Two weeks ago Nancy, a self described “poster mom” went from ignoring her phone on a long road trip to turning it off completely. Her husband had been calling for hours, sending a flurry of threatening text messages and leaving enraged voicemails. She didn’t have time to deal with them now. She was tucking their eight-year old son into a motel bed.
While her husband was at work that afternoon she packed two bags, put her son in the car and drove for nearly four hours to the coast before pulling over to find a place to sleep.
The next day she would tell her parents she was in town, that she had left her husband and needed to stay with them for a while. She just hadn’t decided how she would tell them, exactly. She was in her early 40s — a homeowner, a mother, a member of the PTA. What would she say had happened?
“Then I thought … maybe I’ll just roll up my sleeves and show them the bruises on my arms,” she said.
In the 12 years of their marriage she’d left her husband twice before — each time because of violence. But the separations never lasted long. She had always hid the problem from her family and closest friends, even from her son, as much as she could.
She had called the police before, as had neighbors when they heard the fighting. But she had never pressed charges. She didn’t want him to go to jail. She had stopped working when their son was born and her husband was the family breadwinner. She didn’t know how she’d get by if the family broke up.

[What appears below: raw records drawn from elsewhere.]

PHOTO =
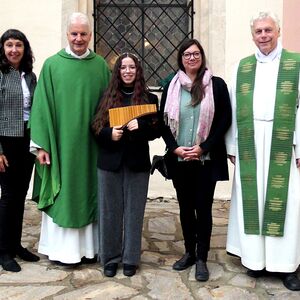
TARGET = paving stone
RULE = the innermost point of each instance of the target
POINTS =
(229, 293)
(218, 241)
(216, 272)
(162, 246)
(165, 285)
(242, 280)
(162, 225)
(152, 257)
(28, 292)
(33, 273)
(86, 276)
(107, 290)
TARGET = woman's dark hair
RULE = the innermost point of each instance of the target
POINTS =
(197, 90)
(113, 96)
(27, 59)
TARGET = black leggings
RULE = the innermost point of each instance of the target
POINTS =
(14, 185)
(195, 191)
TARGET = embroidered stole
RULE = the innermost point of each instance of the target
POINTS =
(281, 146)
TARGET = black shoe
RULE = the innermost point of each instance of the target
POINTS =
(184, 262)
(201, 273)
(26, 255)
(129, 270)
(9, 264)
(110, 270)
(256, 273)
(291, 282)
(88, 261)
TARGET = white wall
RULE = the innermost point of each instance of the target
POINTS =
(238, 35)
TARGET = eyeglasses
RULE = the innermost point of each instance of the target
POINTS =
(188, 55)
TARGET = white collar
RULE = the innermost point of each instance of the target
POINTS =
(84, 55)
(271, 56)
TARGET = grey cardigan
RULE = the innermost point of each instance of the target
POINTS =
(11, 102)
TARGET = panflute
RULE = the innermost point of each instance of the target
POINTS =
(120, 116)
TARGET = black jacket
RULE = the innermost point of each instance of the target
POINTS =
(132, 149)
(214, 144)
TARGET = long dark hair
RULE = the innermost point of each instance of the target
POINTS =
(197, 90)
(27, 59)
(113, 96)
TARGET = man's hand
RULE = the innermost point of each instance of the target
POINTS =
(3, 163)
(117, 133)
(43, 157)
(189, 153)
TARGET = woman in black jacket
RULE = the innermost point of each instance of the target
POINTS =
(197, 113)
(17, 84)
(123, 167)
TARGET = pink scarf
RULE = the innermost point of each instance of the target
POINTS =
(207, 108)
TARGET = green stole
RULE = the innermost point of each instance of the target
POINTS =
(281, 146)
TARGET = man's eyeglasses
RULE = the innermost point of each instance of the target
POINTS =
(188, 55)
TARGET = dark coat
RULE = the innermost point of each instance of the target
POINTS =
(214, 144)
(132, 149)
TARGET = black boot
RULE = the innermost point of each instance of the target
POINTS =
(201, 273)
(9, 264)
(26, 255)
(184, 262)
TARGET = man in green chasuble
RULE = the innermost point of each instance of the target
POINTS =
(69, 87)
(264, 144)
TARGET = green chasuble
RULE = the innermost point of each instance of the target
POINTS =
(281, 146)
(64, 104)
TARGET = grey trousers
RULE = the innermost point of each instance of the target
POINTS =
(122, 198)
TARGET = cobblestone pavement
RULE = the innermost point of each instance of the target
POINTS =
(155, 279)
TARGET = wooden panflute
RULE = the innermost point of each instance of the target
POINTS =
(120, 116)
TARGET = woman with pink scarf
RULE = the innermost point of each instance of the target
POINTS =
(196, 110)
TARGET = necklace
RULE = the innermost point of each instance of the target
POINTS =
(127, 93)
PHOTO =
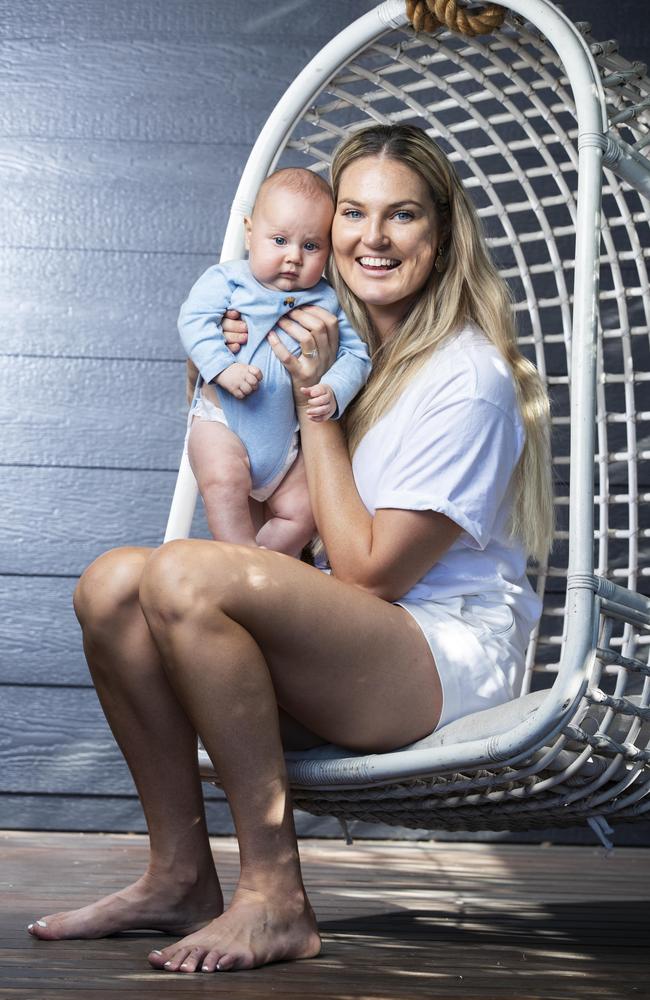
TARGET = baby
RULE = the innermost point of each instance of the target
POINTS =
(243, 439)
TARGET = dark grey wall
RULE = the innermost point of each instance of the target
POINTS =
(124, 127)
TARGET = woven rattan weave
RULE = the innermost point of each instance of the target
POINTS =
(522, 114)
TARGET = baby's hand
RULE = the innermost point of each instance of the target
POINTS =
(239, 380)
(321, 401)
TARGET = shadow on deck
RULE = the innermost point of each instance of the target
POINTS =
(399, 920)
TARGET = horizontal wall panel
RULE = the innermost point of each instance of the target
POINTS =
(40, 638)
(204, 20)
(61, 411)
(57, 740)
(122, 90)
(93, 813)
(56, 521)
(96, 304)
(116, 195)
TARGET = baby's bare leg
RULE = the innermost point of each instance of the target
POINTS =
(222, 469)
(291, 523)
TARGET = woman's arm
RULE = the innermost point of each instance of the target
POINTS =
(385, 554)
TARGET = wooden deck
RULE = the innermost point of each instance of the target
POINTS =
(399, 920)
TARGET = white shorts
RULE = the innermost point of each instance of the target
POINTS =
(205, 409)
(479, 645)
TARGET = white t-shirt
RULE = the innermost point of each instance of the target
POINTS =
(450, 443)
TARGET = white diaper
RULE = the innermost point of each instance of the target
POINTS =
(205, 409)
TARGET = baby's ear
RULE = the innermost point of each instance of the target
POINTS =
(247, 231)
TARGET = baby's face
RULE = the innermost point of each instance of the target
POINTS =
(288, 239)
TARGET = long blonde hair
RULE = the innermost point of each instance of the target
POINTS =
(468, 289)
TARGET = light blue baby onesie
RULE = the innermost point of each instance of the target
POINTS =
(266, 420)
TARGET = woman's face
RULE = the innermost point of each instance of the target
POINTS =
(384, 235)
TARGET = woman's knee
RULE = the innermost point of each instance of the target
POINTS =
(173, 585)
(109, 586)
(192, 580)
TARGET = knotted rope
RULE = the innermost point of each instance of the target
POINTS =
(429, 15)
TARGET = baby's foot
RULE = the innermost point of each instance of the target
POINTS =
(255, 930)
(151, 903)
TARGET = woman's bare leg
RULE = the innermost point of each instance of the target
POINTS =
(368, 681)
(179, 891)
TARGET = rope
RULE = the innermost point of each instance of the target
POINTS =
(429, 15)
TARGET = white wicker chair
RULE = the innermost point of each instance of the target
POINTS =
(530, 115)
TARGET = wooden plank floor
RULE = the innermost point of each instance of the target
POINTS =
(399, 920)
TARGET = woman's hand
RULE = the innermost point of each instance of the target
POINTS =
(235, 331)
(317, 332)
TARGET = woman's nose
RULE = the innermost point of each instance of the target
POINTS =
(374, 234)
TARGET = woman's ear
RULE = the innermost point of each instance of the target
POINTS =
(247, 231)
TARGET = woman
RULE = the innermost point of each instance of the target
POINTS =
(448, 491)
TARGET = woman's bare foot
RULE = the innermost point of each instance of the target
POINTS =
(154, 902)
(255, 930)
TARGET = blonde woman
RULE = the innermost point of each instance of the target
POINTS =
(427, 528)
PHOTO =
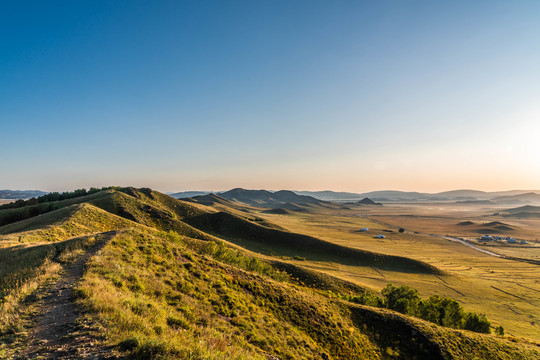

“I told myself that I could deal with it,” she said. “He had never hit our son. I didn’t think he would ever do that. As long as that didn’t happen, I could deal with it.”
But two days earlier, he crossed that line.Their boy hadn’t been dealing well with the switch to homeschooling during the pandemic. He missed his friends, found it difficult to concentrate on school work at home. He’d been a little loud and hyperactive in the evenings, when his father came home.
“He took him and grabbed his shoulders and slammed him up against a wall in the kitchen,” she said. “Right then I knew I was leaving.”
She should have left sooner, she said. She sees that now.
“If the roof of your house has got a hole you can ignore it for a while,” she said. “Maybe it’s not smart to ignore it. But when there’s a storm, you can’t ignore it anymore. That problem gets urgent. That’s what this virus and all this shutdown is doing. It’s a storm that made me see the damage that was already there.”